The corner returned to being a corner. I let the Zone shrink to a ribbon and the Canticle to a house hum. Tea reminded itself how to be warm.

Aurelia turned her cup twice, then looked at me without looking. "How're you doing?"

"I keep remembering to breathe," I said truthfully. "And to write the rule instead of raising the volume."

She considered that, then nodded as if I'd passed a test I hadn't known I was taking. "Good."

We didn't get ten quiet minutes before Lord Caelion's reflection found our window (he stayed across the room like someone practicing a skill). He offered a crisp nod—alive; useful; not interrupting—and turned away.

Aurelia watched him not-watch me and clicked her tongue in a language that is mostly history. "He's learning."

"Some people do," I said.

"I'll allow it," she said, very dry, and took another proper sip of tea as if she hadn't just redirected a small weather system with a sentence.

A shadow passed the windows like a cloud without a sky.
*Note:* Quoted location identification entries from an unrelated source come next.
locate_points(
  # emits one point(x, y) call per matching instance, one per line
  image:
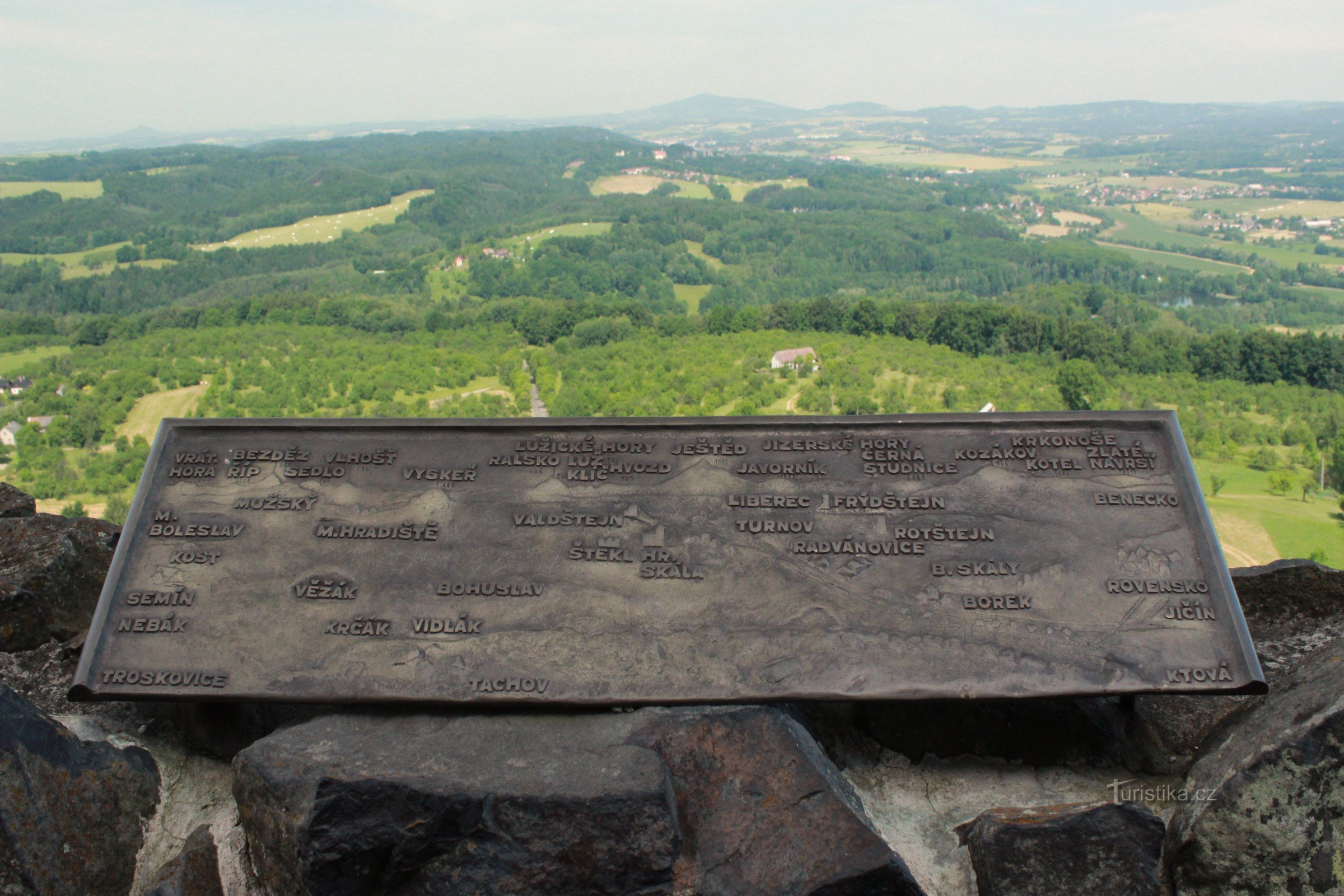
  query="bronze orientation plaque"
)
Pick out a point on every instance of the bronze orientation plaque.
point(667, 561)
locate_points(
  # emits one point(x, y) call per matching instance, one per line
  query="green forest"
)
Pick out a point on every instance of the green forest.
point(918, 295)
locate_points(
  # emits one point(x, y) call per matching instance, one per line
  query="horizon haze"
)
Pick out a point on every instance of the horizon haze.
point(197, 66)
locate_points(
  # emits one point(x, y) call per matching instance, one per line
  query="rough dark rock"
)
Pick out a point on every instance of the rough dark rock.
point(764, 810)
point(1166, 732)
point(71, 810)
point(1273, 824)
point(716, 802)
point(193, 872)
point(458, 805)
point(52, 570)
point(15, 503)
point(1289, 590)
point(1082, 850)
point(1046, 731)
point(222, 730)
point(1294, 608)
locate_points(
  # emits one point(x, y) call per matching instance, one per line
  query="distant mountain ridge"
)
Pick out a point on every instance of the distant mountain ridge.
point(1099, 120)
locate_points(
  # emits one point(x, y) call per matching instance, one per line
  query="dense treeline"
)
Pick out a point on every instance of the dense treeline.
point(850, 228)
point(198, 195)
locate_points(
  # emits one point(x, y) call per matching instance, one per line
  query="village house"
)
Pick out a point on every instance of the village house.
point(792, 358)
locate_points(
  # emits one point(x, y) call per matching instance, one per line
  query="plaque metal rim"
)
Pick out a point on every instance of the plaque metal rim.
point(1206, 536)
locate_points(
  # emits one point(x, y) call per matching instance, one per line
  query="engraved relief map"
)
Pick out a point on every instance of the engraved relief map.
point(669, 561)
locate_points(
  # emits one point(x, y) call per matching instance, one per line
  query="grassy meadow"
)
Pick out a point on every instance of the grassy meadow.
point(66, 189)
point(323, 227)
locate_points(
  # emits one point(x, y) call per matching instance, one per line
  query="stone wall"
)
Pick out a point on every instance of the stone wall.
point(945, 799)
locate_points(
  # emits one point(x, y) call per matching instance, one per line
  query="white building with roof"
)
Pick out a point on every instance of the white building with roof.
point(792, 358)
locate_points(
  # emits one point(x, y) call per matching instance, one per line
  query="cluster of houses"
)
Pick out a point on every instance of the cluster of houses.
point(795, 359)
point(10, 432)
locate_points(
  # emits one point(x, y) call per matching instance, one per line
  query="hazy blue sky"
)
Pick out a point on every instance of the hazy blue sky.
point(85, 68)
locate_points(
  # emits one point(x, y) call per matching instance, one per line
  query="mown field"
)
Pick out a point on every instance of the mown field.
point(1156, 223)
point(66, 189)
point(25, 361)
point(881, 152)
point(1177, 260)
point(323, 227)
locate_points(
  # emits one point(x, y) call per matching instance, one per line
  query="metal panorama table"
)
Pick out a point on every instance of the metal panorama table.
point(667, 561)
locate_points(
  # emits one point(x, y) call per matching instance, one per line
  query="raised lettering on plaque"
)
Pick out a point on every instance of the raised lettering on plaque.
point(669, 561)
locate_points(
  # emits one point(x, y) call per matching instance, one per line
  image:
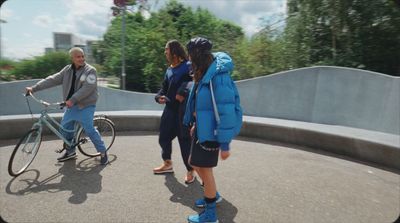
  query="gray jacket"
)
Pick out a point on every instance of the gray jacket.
point(85, 84)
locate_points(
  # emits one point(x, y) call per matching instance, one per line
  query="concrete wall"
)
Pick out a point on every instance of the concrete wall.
point(325, 95)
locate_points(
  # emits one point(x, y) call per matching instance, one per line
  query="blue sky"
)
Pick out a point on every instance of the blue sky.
point(30, 24)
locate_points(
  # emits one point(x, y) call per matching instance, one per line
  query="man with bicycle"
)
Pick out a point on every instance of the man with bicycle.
point(79, 86)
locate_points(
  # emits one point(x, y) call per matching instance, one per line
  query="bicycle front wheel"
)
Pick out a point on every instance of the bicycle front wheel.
point(24, 152)
point(107, 132)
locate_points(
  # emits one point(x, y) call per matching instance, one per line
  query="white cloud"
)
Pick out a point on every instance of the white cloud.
point(42, 21)
point(87, 18)
point(6, 14)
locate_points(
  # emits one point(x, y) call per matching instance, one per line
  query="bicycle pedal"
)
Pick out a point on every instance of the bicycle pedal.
point(59, 150)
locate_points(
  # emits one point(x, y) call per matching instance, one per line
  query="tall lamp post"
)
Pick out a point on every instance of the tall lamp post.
point(1, 42)
point(121, 6)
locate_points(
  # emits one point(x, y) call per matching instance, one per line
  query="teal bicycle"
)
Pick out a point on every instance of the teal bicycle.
point(28, 146)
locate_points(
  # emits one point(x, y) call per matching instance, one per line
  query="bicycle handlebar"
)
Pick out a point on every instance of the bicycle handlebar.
point(45, 103)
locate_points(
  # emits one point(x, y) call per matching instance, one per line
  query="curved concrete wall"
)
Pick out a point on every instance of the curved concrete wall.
point(326, 95)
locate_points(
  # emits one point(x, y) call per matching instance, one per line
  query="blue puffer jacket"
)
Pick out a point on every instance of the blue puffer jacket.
point(227, 100)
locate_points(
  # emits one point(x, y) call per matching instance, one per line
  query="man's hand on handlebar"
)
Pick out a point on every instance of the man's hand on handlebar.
point(69, 104)
point(28, 91)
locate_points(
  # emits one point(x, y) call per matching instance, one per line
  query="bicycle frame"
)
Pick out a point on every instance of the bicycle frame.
point(55, 127)
point(53, 124)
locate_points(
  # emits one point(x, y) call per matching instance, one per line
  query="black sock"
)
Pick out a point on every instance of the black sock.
point(210, 200)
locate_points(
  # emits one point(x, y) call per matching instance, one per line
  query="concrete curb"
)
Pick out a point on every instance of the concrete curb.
point(364, 145)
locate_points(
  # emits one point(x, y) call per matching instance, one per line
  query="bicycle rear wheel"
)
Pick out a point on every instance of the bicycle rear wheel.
point(107, 132)
point(24, 152)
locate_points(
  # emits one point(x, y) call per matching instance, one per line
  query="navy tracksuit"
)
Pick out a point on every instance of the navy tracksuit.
point(171, 125)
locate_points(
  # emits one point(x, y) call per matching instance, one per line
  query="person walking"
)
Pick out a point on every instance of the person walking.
point(176, 74)
point(79, 87)
point(213, 110)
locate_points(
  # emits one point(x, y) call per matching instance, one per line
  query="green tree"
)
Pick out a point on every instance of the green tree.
point(146, 39)
point(343, 32)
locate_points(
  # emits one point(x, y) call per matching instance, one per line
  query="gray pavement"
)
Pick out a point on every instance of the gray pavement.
point(261, 182)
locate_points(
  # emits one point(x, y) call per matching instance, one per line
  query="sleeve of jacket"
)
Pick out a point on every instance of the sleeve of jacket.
point(88, 87)
point(163, 89)
point(50, 81)
point(225, 96)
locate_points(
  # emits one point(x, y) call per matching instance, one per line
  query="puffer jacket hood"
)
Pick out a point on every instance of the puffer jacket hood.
point(222, 64)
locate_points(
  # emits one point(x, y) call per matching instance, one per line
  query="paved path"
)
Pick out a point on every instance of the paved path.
point(261, 182)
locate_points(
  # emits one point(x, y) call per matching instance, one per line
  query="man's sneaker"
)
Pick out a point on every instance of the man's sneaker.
point(103, 158)
point(166, 167)
point(209, 215)
point(201, 203)
point(190, 177)
point(67, 156)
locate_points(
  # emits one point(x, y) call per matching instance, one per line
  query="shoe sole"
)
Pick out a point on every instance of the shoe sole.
point(67, 158)
point(217, 201)
point(204, 222)
point(163, 171)
point(189, 182)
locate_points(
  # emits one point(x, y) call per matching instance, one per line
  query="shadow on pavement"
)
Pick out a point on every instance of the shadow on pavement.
point(80, 178)
point(186, 195)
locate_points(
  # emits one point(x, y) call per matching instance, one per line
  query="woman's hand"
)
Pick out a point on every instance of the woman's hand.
point(192, 130)
point(225, 154)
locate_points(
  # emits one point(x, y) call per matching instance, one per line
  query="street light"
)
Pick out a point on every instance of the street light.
point(121, 6)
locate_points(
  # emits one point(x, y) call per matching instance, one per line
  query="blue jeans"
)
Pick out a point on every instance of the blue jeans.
point(85, 117)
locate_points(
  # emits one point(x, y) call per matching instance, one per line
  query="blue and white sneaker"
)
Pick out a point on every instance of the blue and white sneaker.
point(201, 203)
point(67, 156)
point(209, 215)
point(103, 158)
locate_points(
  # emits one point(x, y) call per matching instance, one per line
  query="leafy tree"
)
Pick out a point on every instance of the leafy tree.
point(146, 39)
point(343, 32)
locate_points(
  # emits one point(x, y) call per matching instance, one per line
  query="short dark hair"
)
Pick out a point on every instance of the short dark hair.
point(199, 50)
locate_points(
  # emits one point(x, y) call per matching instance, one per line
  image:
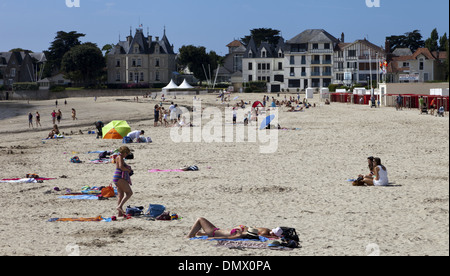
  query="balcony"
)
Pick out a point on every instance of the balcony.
point(321, 51)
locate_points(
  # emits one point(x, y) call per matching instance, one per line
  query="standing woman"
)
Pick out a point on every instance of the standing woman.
point(38, 119)
point(156, 113)
point(122, 179)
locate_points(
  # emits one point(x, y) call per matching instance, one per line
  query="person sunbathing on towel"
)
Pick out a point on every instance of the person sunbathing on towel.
point(239, 232)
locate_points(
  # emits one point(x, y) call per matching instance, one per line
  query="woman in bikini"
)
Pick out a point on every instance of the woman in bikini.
point(122, 179)
point(216, 233)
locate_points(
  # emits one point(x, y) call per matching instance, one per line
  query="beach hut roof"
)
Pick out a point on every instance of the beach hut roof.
point(171, 85)
point(185, 85)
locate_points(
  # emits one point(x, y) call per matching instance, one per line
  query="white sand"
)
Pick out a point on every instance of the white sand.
point(303, 185)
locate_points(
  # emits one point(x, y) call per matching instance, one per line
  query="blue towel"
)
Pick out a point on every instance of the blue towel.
point(261, 238)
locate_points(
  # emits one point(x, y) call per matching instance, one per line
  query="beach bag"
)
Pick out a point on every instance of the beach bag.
point(108, 192)
point(75, 159)
point(127, 140)
point(290, 238)
point(164, 216)
point(134, 211)
point(103, 155)
point(155, 210)
point(289, 234)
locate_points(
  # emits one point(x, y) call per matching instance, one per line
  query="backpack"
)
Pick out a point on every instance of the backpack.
point(289, 237)
point(134, 211)
point(155, 210)
point(108, 192)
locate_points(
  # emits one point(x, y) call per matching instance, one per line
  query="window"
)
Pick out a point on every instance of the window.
point(294, 83)
point(279, 78)
point(303, 59)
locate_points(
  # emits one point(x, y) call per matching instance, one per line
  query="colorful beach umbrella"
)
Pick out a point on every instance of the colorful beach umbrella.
point(116, 130)
point(267, 121)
The lighthouse held its bar. The dispatch slate in the corner chimed the soft bell that meant not an emergency yet.

I set a small, Sunline bow under the table—superstition, habit, gratitude. Lysithea hummed a note that felt like shoulders dropping an inch.

We finished the fen-cakes. The inn finished deciding to keep good manners for one more night.

When we finally stood, the young adventurer—Jory—lifted his cup at me from the far side of the room. His friends copied the gesture with the ghost of a wince. I returned it with two fingers—a light you can carry without using your hands.

Outside, the city breathed like a patient doing it right. We stitched our commas every twenty paces out of habit and hope.

"Still guarding my six?" I asked, because it's a good way to keep the air honest.

"In a world that confuses beauty with permission?" Aurelia said, voice as even as a level table. "Especially."

She drifted that exact inch closer to my back; the road approved; the lamps hummed yes. And somewhere above, a bell we'd taught to mind its tone agreed quietly that morning was still what the sentence would end in.